En el momento en que Derek terminó su declaración, me marché.

No me quedaba energía para entablar otro debate interminable con ninguno de ellos.

Lo que más me enfurecía era cómo todos se centraban en sus propios deseos mientras ignoraban por completo los míos.

Derek afirmaba amarme con cada fibra de su ser, pero se negaba a aceptar mi rechazo.

¿Cómo podía alguien amar de verdad a otra persona y al mismo tiempo negarle el derecho a elegir su propio camino?

Hugo empujó la pesada puerta mientras el viento violento se resistía. Le había pedido que me dejara salir y, a pesar del evidente peligro, accedió sin rechistar.

No me sermoneó ni intentó convencerme de que me quedara dentro, aunque era evidente que el viento de fuera era peligroso.

Nos adentramos juntos en la tormenta. Las feroces ráfagas me azotaron la cara de inmediato, obligándome a entrecerrar los ojos contra las partículas punzantes.

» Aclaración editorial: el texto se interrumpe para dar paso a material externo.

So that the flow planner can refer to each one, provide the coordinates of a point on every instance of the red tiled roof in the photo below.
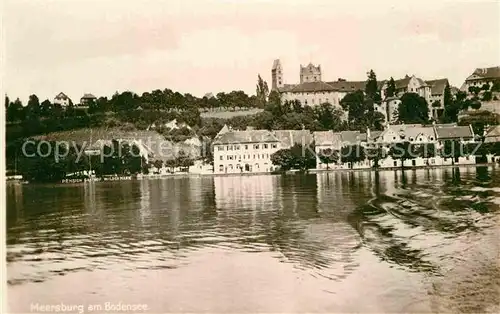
(312, 87)
(492, 72)
(438, 86)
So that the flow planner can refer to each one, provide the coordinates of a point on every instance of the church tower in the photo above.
(277, 75)
(310, 73)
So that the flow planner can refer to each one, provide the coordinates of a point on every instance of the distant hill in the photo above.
(161, 148)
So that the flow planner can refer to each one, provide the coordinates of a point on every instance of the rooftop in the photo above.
(438, 86)
(453, 131)
(327, 138)
(252, 136)
(479, 73)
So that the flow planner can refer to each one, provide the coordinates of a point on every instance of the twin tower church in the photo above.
(313, 90)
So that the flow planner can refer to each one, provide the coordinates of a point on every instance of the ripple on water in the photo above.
(352, 240)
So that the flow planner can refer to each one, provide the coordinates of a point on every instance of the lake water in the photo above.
(425, 241)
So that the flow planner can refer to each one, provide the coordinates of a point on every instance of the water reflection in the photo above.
(365, 230)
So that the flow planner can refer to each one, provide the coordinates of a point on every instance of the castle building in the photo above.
(311, 89)
(62, 99)
(482, 76)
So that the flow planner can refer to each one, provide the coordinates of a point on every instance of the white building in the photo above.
(481, 76)
(62, 99)
(312, 90)
(431, 90)
(244, 151)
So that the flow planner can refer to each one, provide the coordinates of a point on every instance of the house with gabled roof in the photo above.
(312, 90)
(436, 97)
(86, 99)
(62, 99)
(327, 143)
(246, 151)
(481, 76)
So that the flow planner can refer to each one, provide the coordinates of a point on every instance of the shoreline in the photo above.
(290, 172)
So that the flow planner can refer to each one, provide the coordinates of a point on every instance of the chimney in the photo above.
(486, 127)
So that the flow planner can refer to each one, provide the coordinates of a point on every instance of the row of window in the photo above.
(244, 157)
(412, 139)
(255, 146)
(238, 166)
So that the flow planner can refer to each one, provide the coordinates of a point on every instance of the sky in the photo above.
(201, 46)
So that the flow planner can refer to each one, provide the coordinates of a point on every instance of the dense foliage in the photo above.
(297, 157)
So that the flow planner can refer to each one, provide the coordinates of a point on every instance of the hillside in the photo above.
(161, 148)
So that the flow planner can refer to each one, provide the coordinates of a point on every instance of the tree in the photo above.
(371, 88)
(479, 119)
(474, 90)
(329, 117)
(33, 107)
(391, 88)
(262, 92)
(413, 109)
(15, 111)
(452, 149)
(361, 113)
(274, 104)
(46, 108)
(352, 154)
(296, 157)
(401, 151)
(284, 159)
(375, 154)
(475, 104)
(496, 86)
(328, 156)
(487, 96)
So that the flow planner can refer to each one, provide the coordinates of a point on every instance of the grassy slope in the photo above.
(158, 144)
(229, 114)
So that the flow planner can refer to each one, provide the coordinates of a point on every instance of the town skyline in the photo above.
(223, 47)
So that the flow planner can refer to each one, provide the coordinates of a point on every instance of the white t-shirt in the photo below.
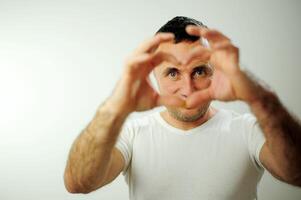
(217, 160)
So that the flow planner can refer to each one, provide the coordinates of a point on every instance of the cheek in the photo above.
(169, 87)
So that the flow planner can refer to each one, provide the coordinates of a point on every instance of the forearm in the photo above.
(90, 154)
(281, 129)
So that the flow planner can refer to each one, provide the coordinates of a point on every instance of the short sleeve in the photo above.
(255, 139)
(125, 144)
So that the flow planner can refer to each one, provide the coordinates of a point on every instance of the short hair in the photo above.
(177, 26)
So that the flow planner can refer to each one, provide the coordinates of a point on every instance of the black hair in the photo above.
(177, 26)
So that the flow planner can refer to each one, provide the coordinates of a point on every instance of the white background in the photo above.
(60, 59)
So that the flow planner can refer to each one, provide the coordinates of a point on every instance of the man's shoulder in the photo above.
(141, 119)
(239, 118)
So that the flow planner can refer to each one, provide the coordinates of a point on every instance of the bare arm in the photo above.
(93, 161)
(93, 154)
(280, 154)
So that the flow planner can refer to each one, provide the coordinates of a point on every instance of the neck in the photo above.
(188, 125)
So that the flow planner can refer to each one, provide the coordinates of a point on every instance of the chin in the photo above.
(189, 115)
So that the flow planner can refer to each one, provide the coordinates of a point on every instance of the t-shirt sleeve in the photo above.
(125, 144)
(255, 139)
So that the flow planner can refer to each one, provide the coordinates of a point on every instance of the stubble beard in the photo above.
(177, 114)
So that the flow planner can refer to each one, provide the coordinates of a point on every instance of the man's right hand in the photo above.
(133, 91)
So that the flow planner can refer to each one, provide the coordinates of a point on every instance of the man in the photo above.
(190, 150)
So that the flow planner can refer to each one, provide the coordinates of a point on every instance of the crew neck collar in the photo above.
(197, 129)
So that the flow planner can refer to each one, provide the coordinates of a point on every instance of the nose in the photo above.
(187, 87)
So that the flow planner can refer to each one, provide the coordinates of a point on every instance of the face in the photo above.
(183, 80)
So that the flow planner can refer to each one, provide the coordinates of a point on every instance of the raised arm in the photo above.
(93, 161)
(281, 152)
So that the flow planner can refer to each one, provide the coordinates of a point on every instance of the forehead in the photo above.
(179, 50)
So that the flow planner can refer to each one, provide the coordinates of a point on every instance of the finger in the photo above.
(222, 45)
(200, 53)
(198, 98)
(210, 34)
(156, 59)
(152, 44)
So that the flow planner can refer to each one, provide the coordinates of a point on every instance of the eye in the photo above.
(199, 72)
(172, 73)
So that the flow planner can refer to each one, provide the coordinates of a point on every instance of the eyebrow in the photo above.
(167, 70)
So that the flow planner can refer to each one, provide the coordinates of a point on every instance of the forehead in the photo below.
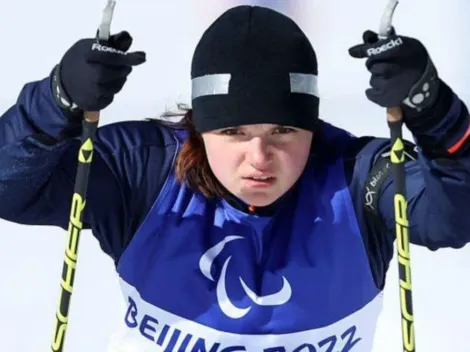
(259, 127)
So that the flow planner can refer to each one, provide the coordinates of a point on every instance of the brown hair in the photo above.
(192, 166)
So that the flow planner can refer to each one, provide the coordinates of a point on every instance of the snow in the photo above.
(37, 33)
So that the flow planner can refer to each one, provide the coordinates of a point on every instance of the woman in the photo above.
(253, 225)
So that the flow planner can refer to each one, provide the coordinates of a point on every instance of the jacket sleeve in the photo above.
(437, 170)
(38, 162)
(438, 183)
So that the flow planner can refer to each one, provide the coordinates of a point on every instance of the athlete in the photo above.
(252, 224)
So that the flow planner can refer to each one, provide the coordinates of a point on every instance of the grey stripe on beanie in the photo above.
(219, 84)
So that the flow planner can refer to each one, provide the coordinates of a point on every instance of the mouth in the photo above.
(260, 181)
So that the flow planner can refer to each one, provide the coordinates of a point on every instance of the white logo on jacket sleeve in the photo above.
(225, 304)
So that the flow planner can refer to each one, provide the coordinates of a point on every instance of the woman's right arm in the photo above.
(38, 163)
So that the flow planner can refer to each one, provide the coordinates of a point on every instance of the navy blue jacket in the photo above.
(38, 159)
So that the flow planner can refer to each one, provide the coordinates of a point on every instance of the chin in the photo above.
(260, 199)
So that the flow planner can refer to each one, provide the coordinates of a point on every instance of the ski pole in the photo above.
(397, 155)
(85, 155)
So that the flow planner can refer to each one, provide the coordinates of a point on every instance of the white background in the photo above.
(35, 34)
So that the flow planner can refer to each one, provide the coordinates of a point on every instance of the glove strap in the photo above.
(425, 92)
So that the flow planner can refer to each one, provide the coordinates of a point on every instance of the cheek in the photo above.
(222, 166)
(295, 157)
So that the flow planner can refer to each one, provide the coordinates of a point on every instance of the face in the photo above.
(258, 163)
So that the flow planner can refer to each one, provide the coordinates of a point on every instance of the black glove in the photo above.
(402, 72)
(91, 72)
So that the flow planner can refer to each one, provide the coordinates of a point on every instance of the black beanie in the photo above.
(254, 65)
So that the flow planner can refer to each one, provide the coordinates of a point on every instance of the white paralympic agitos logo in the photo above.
(226, 305)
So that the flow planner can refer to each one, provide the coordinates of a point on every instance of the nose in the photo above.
(259, 154)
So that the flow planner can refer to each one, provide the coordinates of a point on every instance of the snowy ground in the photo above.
(36, 34)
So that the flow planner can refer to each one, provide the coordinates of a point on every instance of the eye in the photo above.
(283, 130)
(230, 132)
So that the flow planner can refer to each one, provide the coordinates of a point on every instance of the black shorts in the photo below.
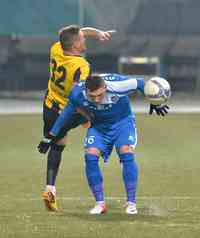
(51, 114)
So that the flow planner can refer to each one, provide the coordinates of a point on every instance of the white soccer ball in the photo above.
(157, 90)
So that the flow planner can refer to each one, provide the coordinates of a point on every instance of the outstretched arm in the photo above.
(94, 32)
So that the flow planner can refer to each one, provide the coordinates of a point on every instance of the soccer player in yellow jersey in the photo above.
(67, 67)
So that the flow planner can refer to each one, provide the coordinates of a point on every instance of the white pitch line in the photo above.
(116, 198)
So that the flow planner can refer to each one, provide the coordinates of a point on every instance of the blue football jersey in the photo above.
(114, 107)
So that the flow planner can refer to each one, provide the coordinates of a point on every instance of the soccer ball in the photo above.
(157, 90)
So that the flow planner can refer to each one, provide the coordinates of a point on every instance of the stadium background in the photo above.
(167, 32)
(154, 36)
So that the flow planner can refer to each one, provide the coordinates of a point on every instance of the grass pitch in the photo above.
(168, 156)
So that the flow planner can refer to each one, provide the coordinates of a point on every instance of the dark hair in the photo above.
(94, 82)
(67, 35)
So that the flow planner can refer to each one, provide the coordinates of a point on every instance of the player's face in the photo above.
(97, 95)
(79, 43)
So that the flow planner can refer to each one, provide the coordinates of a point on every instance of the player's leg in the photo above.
(125, 148)
(55, 153)
(94, 147)
(53, 159)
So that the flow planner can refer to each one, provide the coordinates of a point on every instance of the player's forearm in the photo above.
(90, 31)
(140, 85)
(61, 120)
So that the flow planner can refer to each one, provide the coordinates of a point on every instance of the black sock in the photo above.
(53, 162)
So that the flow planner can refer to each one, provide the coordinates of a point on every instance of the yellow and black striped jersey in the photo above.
(65, 71)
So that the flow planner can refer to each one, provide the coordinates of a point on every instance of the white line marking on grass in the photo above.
(117, 198)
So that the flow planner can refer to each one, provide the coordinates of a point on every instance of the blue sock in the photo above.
(94, 176)
(53, 163)
(130, 175)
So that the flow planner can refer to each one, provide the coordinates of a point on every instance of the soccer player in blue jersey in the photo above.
(104, 99)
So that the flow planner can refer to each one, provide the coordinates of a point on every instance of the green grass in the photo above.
(168, 156)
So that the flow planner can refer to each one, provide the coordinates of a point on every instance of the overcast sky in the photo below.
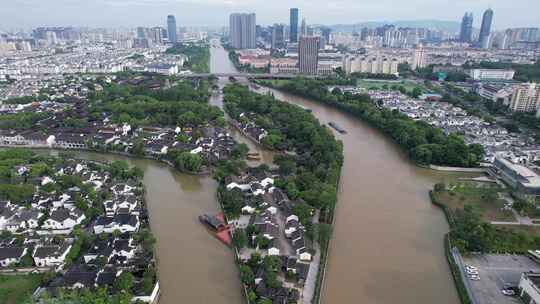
(130, 13)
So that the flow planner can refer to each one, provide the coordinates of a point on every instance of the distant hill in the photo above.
(451, 26)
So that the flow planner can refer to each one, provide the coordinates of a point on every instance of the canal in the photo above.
(388, 238)
(194, 267)
(387, 245)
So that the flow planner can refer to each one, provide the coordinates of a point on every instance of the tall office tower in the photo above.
(466, 28)
(325, 33)
(171, 28)
(157, 34)
(526, 98)
(242, 28)
(293, 32)
(308, 53)
(141, 32)
(485, 29)
(278, 39)
(51, 38)
(303, 28)
(419, 58)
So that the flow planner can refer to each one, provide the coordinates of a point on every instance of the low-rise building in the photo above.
(491, 74)
(11, 255)
(529, 288)
(525, 181)
(526, 98)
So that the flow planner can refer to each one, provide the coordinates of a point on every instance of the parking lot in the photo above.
(496, 272)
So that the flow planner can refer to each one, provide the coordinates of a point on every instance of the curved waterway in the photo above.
(387, 245)
(194, 267)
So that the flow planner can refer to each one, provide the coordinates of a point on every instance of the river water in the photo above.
(388, 238)
(194, 267)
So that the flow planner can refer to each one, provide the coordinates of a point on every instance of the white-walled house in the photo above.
(47, 256)
(121, 222)
(62, 218)
(11, 255)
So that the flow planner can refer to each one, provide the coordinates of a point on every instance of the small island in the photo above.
(76, 230)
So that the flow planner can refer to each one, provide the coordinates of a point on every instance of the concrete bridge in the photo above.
(246, 75)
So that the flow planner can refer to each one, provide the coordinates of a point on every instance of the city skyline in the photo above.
(112, 13)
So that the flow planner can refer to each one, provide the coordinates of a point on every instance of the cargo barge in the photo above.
(337, 127)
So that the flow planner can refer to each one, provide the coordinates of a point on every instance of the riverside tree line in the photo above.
(424, 143)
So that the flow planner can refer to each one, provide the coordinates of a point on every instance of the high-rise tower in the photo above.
(171, 28)
(293, 32)
(485, 29)
(466, 28)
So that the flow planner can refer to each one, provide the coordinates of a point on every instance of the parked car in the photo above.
(474, 277)
(508, 292)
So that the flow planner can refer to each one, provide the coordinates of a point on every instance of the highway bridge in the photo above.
(245, 75)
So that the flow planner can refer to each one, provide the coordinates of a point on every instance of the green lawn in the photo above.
(482, 197)
(18, 288)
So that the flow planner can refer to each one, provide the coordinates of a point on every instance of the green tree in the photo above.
(246, 275)
(240, 239)
(124, 282)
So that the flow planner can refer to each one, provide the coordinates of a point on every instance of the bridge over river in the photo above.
(246, 75)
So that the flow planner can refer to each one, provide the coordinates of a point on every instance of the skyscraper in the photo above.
(485, 29)
(466, 28)
(171, 28)
(242, 28)
(293, 32)
(325, 32)
(308, 53)
(419, 58)
(278, 40)
(303, 28)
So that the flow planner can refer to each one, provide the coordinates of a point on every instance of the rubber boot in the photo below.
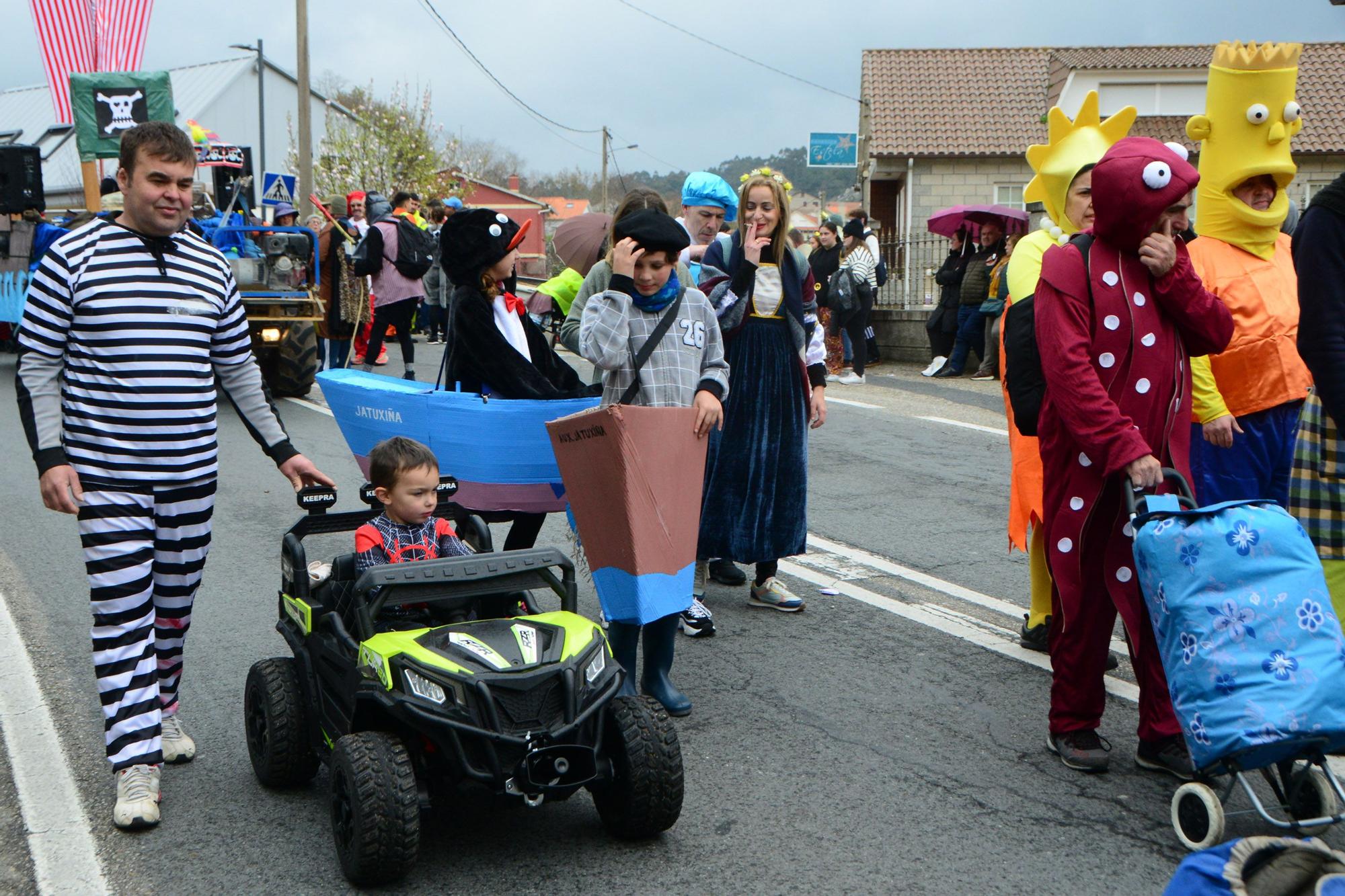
(660, 641)
(626, 645)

De repente, la incesante presión contra mi cuerpo disminuyó, y las afiladas partículas dejaron de golpear mi piel.

Abrí los ojos para descubrir por qué. Hugo se había colocado como mi escudo humano, caminando en ángulo con los brazos extendidos para bloquear lo peor del viento.

Un fuerte estruendo resonó cuando algo le golpeó la cabeza con fuerza. Abrió los ojos de golpe y se encontraron con los míos por un breve instante.

—¿De dónde demonios ha salido esa sartén? —dijo con una expresión tan entrañablemente confusa que casi me hizo sonreír.

Por una fracción de segundo, quise reírme a pesar de todo.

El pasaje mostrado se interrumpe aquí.